Unlike systems, it is not possible to unpublish an app. Once published, a deep copy of the app is store in an external location with its own provenance trail. If you would like to remove a published app from further use, simply disable it.
tapis apps disable -v $APP_ID
curl -sk -H "Authorization: Bearer $ACCESS_TOKEN"

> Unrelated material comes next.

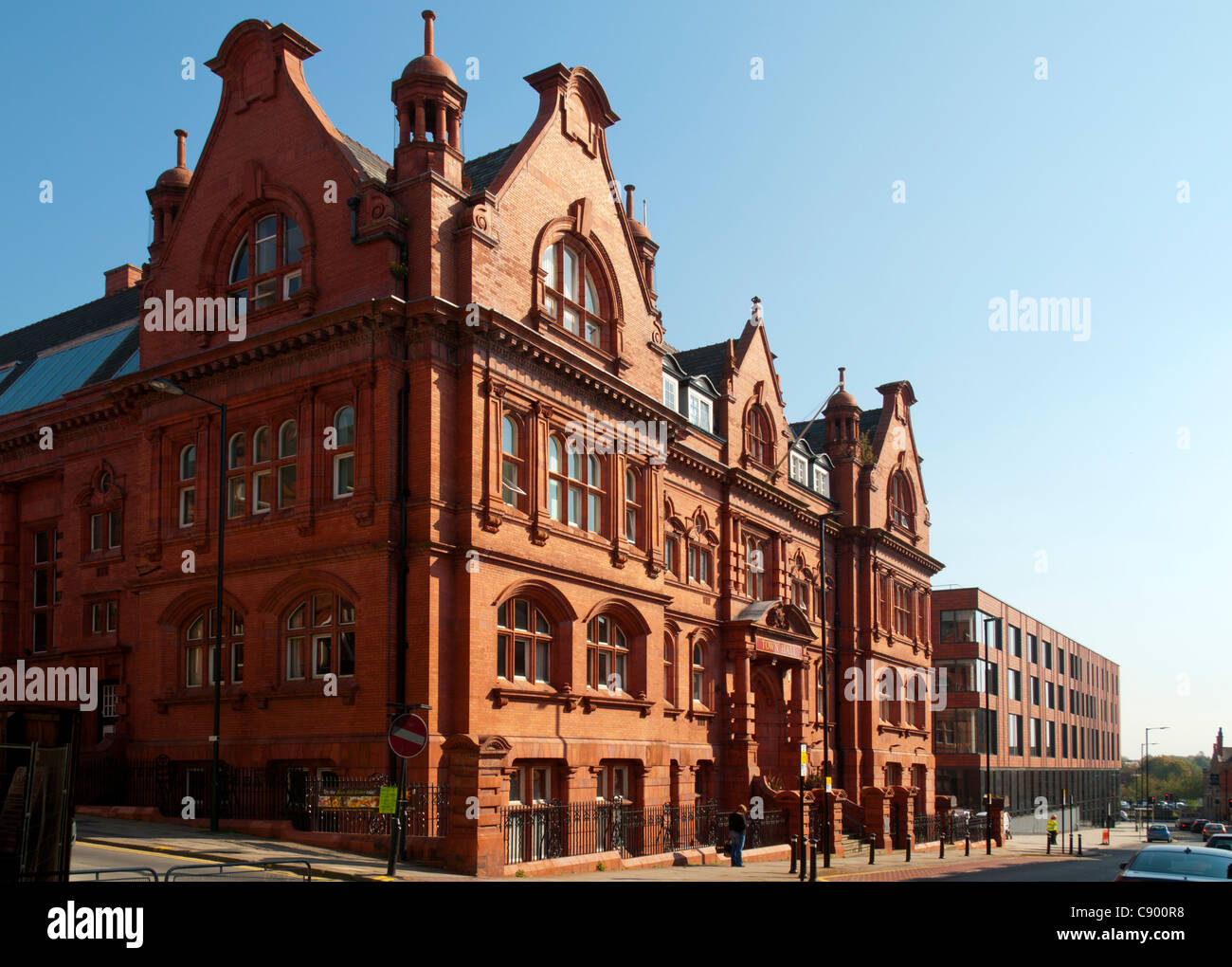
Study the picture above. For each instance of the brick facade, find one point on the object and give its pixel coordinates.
(422, 301)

-X PUT -d "action=disable"
https://agave.iplantc.org/apps/v2/$APP_ID?pretty=true
The response will look identical to before, but with available
set to false
Cloning an app¶
Often times you will want to copy an existing app for use on another system, or simply to obtain a private copy of the app for your own use. This can be done using the clone functionality in the Apps service. The following tabs show how to do this using the unix curl
command as well as with the Tapis CLI.
tapis apps clone -n my-pyplot-demo -x 2.2 demo-pyplot-demo-advanced-0.1.0
curl -sk -H "Authorization: Bearer $ACCESS_TOKEN" \
-X PUT 'https://agave.iplantc.org/apps/v2/$APP_ID?pretty=true' \
--data-urlencode action=clone \
--data-urlencode name=$NEW_APP_NAME \
--data-urlencode version=0.1.2 \
--data-urlencode deploymentSystem= $STORAGE_SYSTEM \
--data-urlencode executionSystem= $EXECUTION_SYSTEM
information_source: When cloning public apps, the entire app bundle will be recreated on the deploymentSystem
you specify or your default storage system. The same is not true for private apps. Cloning a private app will copy the job description, but not the app bundle. This is to honor the original ownership of the assets and prevent them from leaking out to the public space without the owner’s permission. If you need direct access to the app’s assets, request that the owner give you read access to the folder listed as the deploymentPath in the app description.